All of lore.kernel.org
 help / color / mirror / Atom feed
From: Scott Feldman <sfeldma@gmail.com>
To: Jiri Pirko <jiri@resnulli.us>
Cc: David Miller <davem@davemloft.net>,
	Andy Gospodarek <gospo@cumulusnetworks.com>,
	Roopa Prabhu <roopa@cumulusnetworks.com>,
	"Fastabend, John R" <john.r.fastabend@intel.com>,
	john fastabend <john.fastabend@gmail.com>,
	Netdev <netdev@vger.kernel.org>
Subject: Re: [PATCH net v2] switchdev: don't abort hardware ipv4 fib offload on failure to program fib entry in hardware
Date: Sun, 31 May 2015 00:34:35 -0700	[thread overview]

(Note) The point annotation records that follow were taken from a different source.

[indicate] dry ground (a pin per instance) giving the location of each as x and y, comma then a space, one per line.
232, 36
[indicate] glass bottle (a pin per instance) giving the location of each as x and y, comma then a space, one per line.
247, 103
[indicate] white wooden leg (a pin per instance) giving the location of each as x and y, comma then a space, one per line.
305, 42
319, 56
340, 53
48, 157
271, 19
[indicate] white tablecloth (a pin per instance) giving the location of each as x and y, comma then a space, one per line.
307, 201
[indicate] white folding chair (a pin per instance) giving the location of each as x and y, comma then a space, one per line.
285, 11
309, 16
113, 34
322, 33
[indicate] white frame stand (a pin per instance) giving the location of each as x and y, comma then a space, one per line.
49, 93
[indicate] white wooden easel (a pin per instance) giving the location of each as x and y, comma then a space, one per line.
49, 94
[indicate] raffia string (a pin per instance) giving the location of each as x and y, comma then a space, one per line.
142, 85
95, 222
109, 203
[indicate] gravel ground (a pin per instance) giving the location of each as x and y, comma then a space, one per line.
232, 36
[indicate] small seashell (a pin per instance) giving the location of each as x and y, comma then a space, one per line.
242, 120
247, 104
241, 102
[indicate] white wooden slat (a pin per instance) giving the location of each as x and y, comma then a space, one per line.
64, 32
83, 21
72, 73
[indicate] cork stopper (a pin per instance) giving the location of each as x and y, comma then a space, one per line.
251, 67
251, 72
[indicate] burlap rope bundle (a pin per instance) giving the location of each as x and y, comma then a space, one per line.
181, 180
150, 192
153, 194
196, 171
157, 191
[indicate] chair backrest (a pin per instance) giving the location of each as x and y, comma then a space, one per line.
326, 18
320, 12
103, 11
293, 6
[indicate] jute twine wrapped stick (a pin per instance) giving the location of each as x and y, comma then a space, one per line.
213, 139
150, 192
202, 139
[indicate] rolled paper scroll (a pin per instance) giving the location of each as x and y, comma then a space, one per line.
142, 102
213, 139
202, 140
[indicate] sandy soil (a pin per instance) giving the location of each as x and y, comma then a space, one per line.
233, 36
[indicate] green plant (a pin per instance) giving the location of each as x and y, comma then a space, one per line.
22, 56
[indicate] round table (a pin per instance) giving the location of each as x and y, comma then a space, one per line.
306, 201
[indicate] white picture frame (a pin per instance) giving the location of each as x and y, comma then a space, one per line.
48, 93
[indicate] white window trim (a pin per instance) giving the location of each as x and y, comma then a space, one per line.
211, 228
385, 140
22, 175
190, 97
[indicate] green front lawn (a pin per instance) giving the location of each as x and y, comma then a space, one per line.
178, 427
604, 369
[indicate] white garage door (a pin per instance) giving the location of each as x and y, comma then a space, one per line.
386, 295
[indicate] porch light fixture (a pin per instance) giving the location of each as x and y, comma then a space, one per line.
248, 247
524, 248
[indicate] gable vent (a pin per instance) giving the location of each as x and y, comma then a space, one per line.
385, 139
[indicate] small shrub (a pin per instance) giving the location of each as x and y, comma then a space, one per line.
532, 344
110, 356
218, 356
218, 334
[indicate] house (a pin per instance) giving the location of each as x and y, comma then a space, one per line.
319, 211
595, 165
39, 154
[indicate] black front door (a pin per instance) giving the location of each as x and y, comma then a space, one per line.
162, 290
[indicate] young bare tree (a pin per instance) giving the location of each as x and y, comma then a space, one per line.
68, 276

Message-ID: <CAE4R7bBMgsD0T6ut07eE_8ePkhWgYT8aa9f8xaFVYAP2nNs13w@mail.gmail.com> (raw)
In-Reply-To: <20150530090057.GA1929@nanopsycho.orion>

On Sat, May 30, 2015 at 2:00 AM, Jiri Pirko <jiri@resnulli.us> wrote:
> Fri, May 29, 2015 at 05:39:46PM CEST, sfeldma@gmail.com wrote:
>>On Fri, May 29, 2015 at 12:50 AM, Jiri Pirko <jiri@resnulli.us> wrote:
>>> Thu, May 21, 2015 at 07:46:54AM CEST, sfeldma@gmail.com wrote:
>>>>On Tue, May 19, 2015 at 1:28 PM, David Miller <davem@davemloft.net> wrote:
>>>>> From: Andy Gospodarek <gospo@cumulusnetworks.com>
>>>>> Date: Tue, 19 May 2015 15:47:32 -0400
>>>>>
>>>>>> Are you actually saying that if users complain loudly enough about
>>>>>> the current behavior (not the change Roopa has proposed) that you
>>>>>> would be open to considering a change the current behavior?
>>>>>
>>>>> I am saying that we have a contract with users not to break existing
>>>>> behavior.  Full stop.
>>>>
>>>>After rehearing David's argument, we should probably explore option d)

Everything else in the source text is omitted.